Ukraine is engaging with international institutions and other investors to start rebuilding the country, while the end of current conflicts are not yet in sight, and uncertainties surrounding the county’s post war settlement continue.

The European Bank for Reconstruction and Development (EBRD) has been discussing options with stakeholders, particularly with the European Union, to bring back investors to Ukraine through partial guarantees offered on green bonds to kick-start the market, said associate director Denis Gaiovy.

Key priorities for the war-torn country are keeping up economic growth and establishing a defence industry, he added during a panel discussion at the IPE Annual Conference and Awards in Vienna.

EBRD invested €1.5bn at the start of the war to support energy security and vital infrastructure, transport, the agricultural sector and private business. It has reached its €3bn financing target for 2022-23, it said in a statement in October.

“Building back better is happening now,” Gaiovy said, adding that investments so far have helped the Ukrainian economy adjust to the reality of war. Ukraine’s gross domestic product will grow 4.8% this year, and 3.7% next year, according to the European Commission’s economic outlook.

Referring to agriculture and food security, Gaiovy underlined that the harvest for this year is bigger than last year’s, and that the export of grain from the Black Sea port of Odessa continues.

The Ukrainian government has also engaged with BlackRock and JP Morgan to set up a development fund to steer public and private capital into projects to rebuild the county.

The European Investment Bank (EIB) has opened a regional hub for Eastern Europe, based in Kyiv, approving a €450m recovery facility under the EIB’s EU for Ukraine Fund, it said this week.

The European Parliament recently endorsed a proposal to create a €50bn for Ukraine’s recovery and reconstruction from 2024.

According to Yuri Poluneev, international economist and former deputy head of the supervisory board of the National Bank of Ukraine, funds less sensitive to risks, like government grants or concessions loans provided by Ukrainian allies, would help rebuild the country in a first stage, and private capital in a second stage.

He added that Ukraine’s EU accession will drive and speed up reconstruction efforts but, realistically, he does not expect an unlimited amount of funds ready to flow into the war-torn country.

Ivan Krastev, chair of the Centre for Liberal Strategies, said Ukraine is betting on private investments to also  send the message that the country is investable, despite the war.

Investors might face challenges, for example when investing in infrastructure or businesses that can come under attack from Russian shelling, or because of difficulties monitoring corruption during the war.

Meanwhile, the war has entered its third phase, after the invasion of Crimea and the failed ’special operation’, as Vladimir Putin called it, launched to conquer Kiev in a few weeks.
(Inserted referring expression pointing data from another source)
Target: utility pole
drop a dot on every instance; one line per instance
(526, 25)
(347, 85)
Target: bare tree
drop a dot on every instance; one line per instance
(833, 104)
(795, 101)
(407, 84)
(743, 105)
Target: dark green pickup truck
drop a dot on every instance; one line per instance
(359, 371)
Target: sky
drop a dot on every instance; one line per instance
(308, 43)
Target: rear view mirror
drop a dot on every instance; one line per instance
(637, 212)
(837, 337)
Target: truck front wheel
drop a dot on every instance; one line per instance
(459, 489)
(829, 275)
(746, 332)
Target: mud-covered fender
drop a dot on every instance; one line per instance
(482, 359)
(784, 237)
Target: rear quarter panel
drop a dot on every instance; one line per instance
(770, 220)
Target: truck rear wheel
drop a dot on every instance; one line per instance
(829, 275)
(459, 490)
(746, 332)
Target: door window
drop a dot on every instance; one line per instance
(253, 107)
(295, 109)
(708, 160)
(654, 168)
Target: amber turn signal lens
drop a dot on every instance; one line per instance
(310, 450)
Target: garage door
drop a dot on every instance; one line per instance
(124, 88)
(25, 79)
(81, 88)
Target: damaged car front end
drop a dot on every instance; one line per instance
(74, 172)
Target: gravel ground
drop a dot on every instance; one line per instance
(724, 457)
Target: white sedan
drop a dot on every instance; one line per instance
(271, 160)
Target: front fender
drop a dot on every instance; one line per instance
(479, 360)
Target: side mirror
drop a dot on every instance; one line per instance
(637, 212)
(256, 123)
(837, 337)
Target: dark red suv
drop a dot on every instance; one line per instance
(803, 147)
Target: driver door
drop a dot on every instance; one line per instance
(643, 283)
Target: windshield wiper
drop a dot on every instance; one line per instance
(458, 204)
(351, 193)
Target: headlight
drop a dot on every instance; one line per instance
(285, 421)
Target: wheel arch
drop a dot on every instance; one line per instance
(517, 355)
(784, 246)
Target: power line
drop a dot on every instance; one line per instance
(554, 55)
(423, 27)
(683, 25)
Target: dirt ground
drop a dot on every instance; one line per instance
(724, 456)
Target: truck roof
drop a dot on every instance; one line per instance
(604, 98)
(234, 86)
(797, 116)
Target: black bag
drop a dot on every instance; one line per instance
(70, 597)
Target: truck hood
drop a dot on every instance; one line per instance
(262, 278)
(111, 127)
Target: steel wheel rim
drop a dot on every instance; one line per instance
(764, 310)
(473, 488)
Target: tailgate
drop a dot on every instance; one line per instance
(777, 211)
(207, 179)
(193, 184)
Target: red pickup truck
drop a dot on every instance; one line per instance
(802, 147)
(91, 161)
Now it is a “war in Ukraine but not about Ukraine”, defined by an unending stand-off with the West similar to the Cold War, Krastev said.

This means that a reconstruction based on a formal end of the war might not start soon, he added. “[Instead], keeping Ukraine functional and an economically growing country, in a moment in which the war has at least not formally ended, should be one of the priorities,”  he said.

For example, establishing safe economic areas, so that investors perceive an environment secure enough to deploy capital, he concluded.